In short: they need full-spectrum awareness. That means the ability to detect and respond to threats across the entire electromagnetic spectrum, not just survive, but succeed, even when they’re meant to be expendable.
ODIN: Seeing the Unseen
Providing that kind of agile, full-spectrum awareness, without emissions, bulk, or preloaded assumptions – is exactly what ODIN was built to do.
Developed by R2 Wireless, ODIN is a compact, lightweight, and fully passive RF sensor that gives autonomous systems the power to “see” the invisible – continuously scanning the electromagnetic environment to detect, classify, and track any signal of interest. And because it doesn’t emit, it stays silent and undetectable – maintaining the low signature that attritable platforms require. ODIN gives drones and other systems the critical edge they need: real-time, full-spectrum awareness without compromising their mission.
Here’s how it works: ODIN passively listens across the entire RF spectrum. It detects signals, classifies them – whether it’s a drone, a jammer, a phone, a radio, or something more dangerous – pinpoints their origin, and tracks them in real time. It operates completely silently, never transmitting, which means it remains undetectable even in contested environments. And it keeps working even when adversaries are using encrypted communications, frequency hopping, or GPS jamming and spoofing.

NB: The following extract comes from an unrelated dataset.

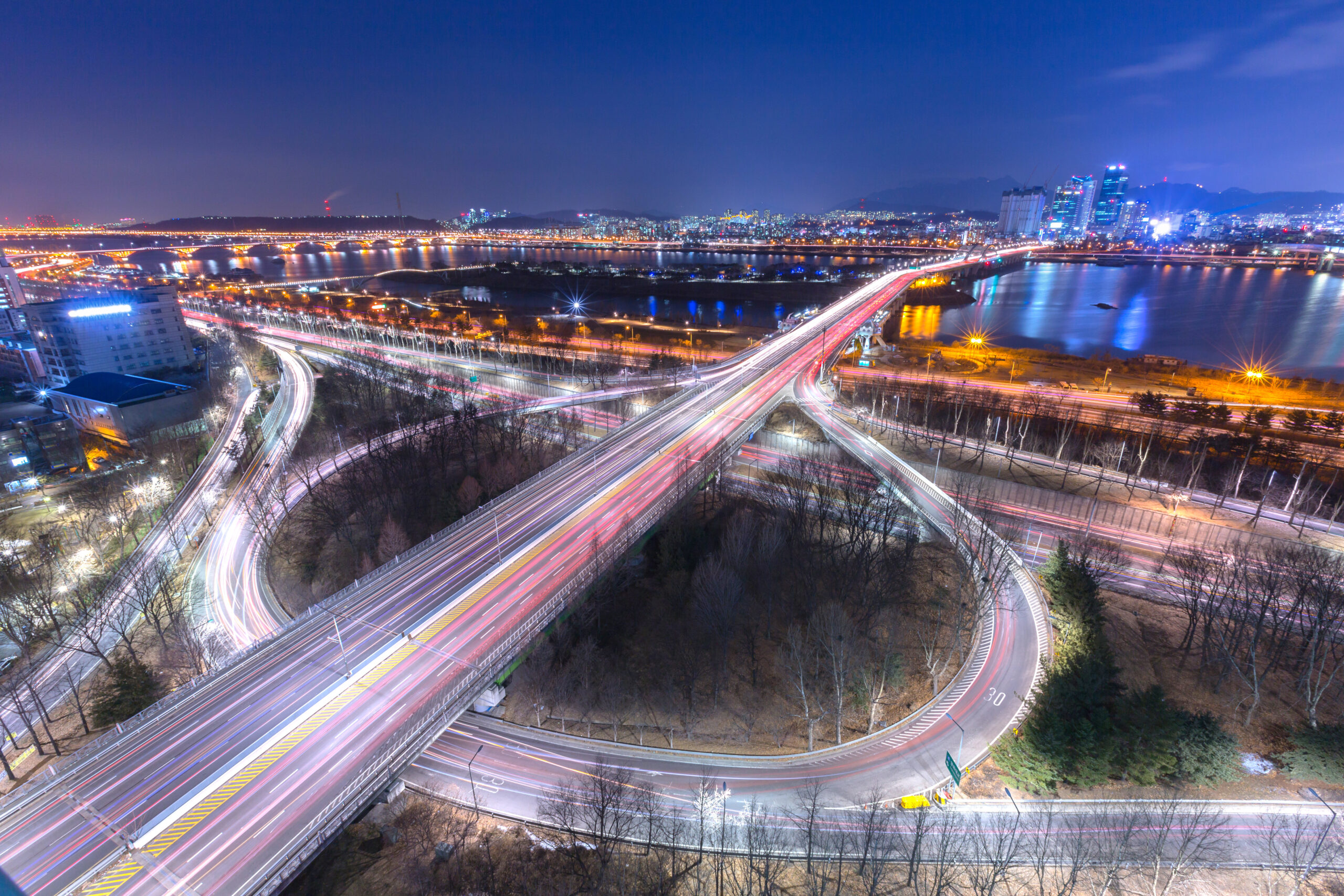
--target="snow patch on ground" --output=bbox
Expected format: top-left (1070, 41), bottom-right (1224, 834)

ODIN was designed for the realities of today’s missions and the demands of tomorrow’s. It runs on commercial off-the-shelf (COTS) hardware, making it highly affordable, easy to scale, and quick to deploy. Its ultra-low Size, Weight, and Power (SWaP) footprint means it can be mounted anywhere – on drones, vehicles, ships, or wearable systems – without disrupting the host platform. And with an open architecture and standards-based API, ODIN integrates seamlessly into any command-and-control (C2) platform, giving operators a plug-and-play tool for spectrum awareness across any mission set.
This is what “RF anomaly detection” looks like in action. ODIN doesn’t just wait for threats to appear – it hunts for unusual or suspicious signals and flags them fast. That kind of insight is critical for operating in contested zones where the spectrum is crowded, confused, and often hostile.
The Path to Drone Dominance Runs Through RF
The future of warfare hinges not just on speed and lethality, but on awareness, survivability, and intelligent adaptability, especially for autonomous and attritable platforms operating deep in contested environments.
The U.S. government has made clear that drone dominance is a top national security priority. Recent initiatives led by the President and Secretary of War aim to fast-track the innovation and production of autonomous systems to ensure U.S. technological superiority.
But drone dominance isn’t just about building better drones. Just like air dominance isn’t only about airplanes – it’s about total control and awareness of the battlespace – achieving drone dominance means first securing the electromagnetic high ground.
As the electromagnetic spectrum becomes the new front line, ODIN is redefining what’s possible with complete RF dominance that provides drones, autonomous systems, and warfighters with the intelligence edge required to survive, adapt, and strike – enabling them to detect threats before being detected, communicate securely, and operate freely in environments saturated with electronic interference. Without spectrum dominance, autonomy becomes a liability rather than an advantage.
Mission-critical capabilities no longer need to be expensive or permanent. They need to be smart, scalable, and mission-ready.
In this battlespace, awareness is armor, and ODIN makes it scalable.